Segundo Daniely, apenas um homem, de um grupo de 2022, voltou a ser réu em ação penal por crime de violência doméstica. A transformação de comportamento, para ela, é visível no decorrer dos encontros.

Grupos estão espalhados pelo Brasil, mas ainda em quantidade insuficiente

A primeira experiência de grupo com agressores de mulheres surgiu em 1998, antes mesmo da criação da Lei Maria da Penha, conforme a promotora de Justiça do Ministério Público de Sergipe (MPSE) Verônica Lazar, que também é diretora do Centro de Apoio ao Direito da Mulher do órgão. Ela também foi uma das palestrantes do evento.

Desde então, as iniciativas se espalharam pelo Brasil. Conforme mapeamento realizado por pesquisadores do Tribunal de Justiça de Santa Catarina, 312 grupos reflexivos para autores de violência doméstica existiam em 2020.

“Já se demonstrou que esses grupos reflexivos tem a capacidade ampla de prevenir a reincidência dos agressores. Deve-se constituir uma política pública do Estado, para que haja uma disseminação maior desses grupos em cada estado, em cada município”, defende a promotora.

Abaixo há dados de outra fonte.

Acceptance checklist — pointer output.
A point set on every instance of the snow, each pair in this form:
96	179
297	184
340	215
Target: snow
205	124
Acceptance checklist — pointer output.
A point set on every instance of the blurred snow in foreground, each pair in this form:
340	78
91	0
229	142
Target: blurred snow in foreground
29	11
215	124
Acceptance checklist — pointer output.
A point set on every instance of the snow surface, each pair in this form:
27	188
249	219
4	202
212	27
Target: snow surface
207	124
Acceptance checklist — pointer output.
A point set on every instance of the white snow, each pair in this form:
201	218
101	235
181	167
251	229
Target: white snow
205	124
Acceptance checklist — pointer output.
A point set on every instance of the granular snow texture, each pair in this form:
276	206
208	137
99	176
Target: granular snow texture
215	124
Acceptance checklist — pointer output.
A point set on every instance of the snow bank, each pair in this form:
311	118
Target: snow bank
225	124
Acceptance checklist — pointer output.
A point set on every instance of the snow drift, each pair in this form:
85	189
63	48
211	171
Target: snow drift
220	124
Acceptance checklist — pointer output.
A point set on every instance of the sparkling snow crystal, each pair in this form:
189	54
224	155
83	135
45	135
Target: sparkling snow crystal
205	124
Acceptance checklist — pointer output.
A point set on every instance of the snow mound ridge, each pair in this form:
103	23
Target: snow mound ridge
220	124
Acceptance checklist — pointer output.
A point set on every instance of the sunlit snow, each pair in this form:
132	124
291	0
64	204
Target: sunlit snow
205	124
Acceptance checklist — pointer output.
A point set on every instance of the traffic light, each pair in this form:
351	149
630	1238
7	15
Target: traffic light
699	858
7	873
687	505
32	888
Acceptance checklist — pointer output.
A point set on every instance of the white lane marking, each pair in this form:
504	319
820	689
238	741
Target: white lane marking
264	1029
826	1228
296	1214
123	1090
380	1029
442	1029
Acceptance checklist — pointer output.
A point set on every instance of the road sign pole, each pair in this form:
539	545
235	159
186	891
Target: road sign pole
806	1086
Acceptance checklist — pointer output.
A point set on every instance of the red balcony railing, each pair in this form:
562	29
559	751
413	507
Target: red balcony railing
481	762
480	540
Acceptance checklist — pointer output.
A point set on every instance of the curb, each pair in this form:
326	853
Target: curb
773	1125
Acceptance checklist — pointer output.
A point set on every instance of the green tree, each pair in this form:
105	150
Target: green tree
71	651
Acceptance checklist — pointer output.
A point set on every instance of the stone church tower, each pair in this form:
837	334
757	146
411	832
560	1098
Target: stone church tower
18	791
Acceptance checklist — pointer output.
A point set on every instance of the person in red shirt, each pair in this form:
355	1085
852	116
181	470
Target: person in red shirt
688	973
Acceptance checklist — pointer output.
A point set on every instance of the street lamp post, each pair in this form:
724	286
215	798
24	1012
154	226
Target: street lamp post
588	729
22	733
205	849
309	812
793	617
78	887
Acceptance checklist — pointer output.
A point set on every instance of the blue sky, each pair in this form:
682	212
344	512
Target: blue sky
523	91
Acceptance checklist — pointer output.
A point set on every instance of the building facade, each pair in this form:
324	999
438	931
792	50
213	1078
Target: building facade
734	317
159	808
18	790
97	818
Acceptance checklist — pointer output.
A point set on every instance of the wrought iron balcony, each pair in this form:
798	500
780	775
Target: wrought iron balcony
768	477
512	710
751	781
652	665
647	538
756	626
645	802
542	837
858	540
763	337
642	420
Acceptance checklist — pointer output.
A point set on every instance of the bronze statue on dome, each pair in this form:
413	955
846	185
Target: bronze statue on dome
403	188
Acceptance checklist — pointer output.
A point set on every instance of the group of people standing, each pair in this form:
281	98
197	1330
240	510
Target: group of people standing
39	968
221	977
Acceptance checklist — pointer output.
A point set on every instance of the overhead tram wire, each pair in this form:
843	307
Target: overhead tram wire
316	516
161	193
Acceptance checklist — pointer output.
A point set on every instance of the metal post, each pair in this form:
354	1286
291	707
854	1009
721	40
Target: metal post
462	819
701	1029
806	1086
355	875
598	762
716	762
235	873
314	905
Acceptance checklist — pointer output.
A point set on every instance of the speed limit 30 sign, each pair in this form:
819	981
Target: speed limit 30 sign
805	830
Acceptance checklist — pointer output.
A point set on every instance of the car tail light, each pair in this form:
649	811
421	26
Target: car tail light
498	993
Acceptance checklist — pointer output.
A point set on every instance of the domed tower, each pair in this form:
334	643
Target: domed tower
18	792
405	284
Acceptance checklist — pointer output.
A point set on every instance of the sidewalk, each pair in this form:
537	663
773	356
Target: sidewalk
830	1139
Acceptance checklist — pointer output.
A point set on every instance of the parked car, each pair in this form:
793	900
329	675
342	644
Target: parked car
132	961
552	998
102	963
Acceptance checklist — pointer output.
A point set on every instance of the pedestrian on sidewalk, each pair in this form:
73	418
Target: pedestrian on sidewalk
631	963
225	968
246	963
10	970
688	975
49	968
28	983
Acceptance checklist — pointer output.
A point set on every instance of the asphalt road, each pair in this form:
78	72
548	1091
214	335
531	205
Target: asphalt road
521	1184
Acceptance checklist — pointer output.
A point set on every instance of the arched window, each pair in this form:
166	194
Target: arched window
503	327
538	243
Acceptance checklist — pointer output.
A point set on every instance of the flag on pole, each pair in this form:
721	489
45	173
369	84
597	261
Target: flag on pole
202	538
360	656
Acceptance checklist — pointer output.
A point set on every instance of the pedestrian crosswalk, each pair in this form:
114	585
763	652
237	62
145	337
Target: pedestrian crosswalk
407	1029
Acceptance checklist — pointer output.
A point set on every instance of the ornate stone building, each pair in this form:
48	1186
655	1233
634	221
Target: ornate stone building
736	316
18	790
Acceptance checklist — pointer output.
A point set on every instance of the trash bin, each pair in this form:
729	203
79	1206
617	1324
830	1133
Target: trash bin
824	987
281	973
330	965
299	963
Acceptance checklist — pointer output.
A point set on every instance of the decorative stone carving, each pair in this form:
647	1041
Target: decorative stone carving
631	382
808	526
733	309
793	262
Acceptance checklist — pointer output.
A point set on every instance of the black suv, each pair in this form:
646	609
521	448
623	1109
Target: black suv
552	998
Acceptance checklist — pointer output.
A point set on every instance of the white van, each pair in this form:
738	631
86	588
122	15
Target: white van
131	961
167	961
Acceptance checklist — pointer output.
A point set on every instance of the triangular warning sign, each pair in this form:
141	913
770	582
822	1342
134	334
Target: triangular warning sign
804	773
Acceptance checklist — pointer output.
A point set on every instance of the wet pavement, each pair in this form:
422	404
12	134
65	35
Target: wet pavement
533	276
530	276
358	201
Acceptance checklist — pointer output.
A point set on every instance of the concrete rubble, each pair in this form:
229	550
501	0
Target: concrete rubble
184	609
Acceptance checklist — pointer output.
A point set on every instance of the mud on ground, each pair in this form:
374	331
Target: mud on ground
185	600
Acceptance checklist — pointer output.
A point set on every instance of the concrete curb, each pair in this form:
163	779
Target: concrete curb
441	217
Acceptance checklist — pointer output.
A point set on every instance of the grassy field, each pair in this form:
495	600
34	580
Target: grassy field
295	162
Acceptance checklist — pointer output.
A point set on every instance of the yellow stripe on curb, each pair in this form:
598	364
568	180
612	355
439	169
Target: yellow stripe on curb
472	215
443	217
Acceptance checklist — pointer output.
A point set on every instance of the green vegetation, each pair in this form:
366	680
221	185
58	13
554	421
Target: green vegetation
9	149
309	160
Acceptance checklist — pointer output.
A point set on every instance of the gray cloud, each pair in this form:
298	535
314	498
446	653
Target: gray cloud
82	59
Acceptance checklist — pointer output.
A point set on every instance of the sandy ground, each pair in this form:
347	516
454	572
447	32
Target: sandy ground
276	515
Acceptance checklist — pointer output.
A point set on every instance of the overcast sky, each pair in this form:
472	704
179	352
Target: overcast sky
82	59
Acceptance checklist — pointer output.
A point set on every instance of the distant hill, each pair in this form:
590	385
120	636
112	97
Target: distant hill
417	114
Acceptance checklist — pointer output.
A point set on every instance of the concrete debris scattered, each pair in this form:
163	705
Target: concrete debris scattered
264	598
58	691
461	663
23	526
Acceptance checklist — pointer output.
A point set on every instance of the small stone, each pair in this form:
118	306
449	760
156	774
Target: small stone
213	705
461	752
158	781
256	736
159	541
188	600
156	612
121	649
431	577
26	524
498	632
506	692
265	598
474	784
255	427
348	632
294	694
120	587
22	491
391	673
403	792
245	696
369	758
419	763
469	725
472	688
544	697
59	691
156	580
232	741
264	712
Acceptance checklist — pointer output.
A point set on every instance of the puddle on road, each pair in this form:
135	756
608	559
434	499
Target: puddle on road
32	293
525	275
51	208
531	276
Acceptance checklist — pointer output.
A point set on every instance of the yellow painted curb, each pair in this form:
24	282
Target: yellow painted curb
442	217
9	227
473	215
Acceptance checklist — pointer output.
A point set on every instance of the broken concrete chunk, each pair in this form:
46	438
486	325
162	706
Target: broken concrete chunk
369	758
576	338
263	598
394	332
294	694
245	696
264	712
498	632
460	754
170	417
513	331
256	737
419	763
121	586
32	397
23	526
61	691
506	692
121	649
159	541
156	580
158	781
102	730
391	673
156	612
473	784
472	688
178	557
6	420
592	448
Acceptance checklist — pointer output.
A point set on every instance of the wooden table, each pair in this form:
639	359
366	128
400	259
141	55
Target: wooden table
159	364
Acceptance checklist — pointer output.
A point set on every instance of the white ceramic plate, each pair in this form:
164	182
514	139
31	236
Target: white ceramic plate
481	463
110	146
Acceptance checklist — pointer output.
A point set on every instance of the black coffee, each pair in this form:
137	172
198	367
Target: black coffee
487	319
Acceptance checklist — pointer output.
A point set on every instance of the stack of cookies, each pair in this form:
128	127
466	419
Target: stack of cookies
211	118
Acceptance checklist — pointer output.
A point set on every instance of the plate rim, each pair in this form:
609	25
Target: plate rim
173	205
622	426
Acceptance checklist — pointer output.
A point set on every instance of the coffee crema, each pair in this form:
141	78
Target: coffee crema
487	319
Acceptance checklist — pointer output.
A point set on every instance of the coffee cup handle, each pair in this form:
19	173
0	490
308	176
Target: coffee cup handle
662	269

Elizângela, cogestora do Nuah, relembra que o projeto já recebeu suporte orçamentário do Departamento Penitenciário Nacional, conseguindo atender mais de 800 homens entre 2012 e 2014. Sem a verba, o projeto foi prejudicado. “Não existe uma política pública nacional de atenção ao homem, isso deveria ser pauta. Inclusive, é um desafio e uma vontade nossa”, afirma a assistente social.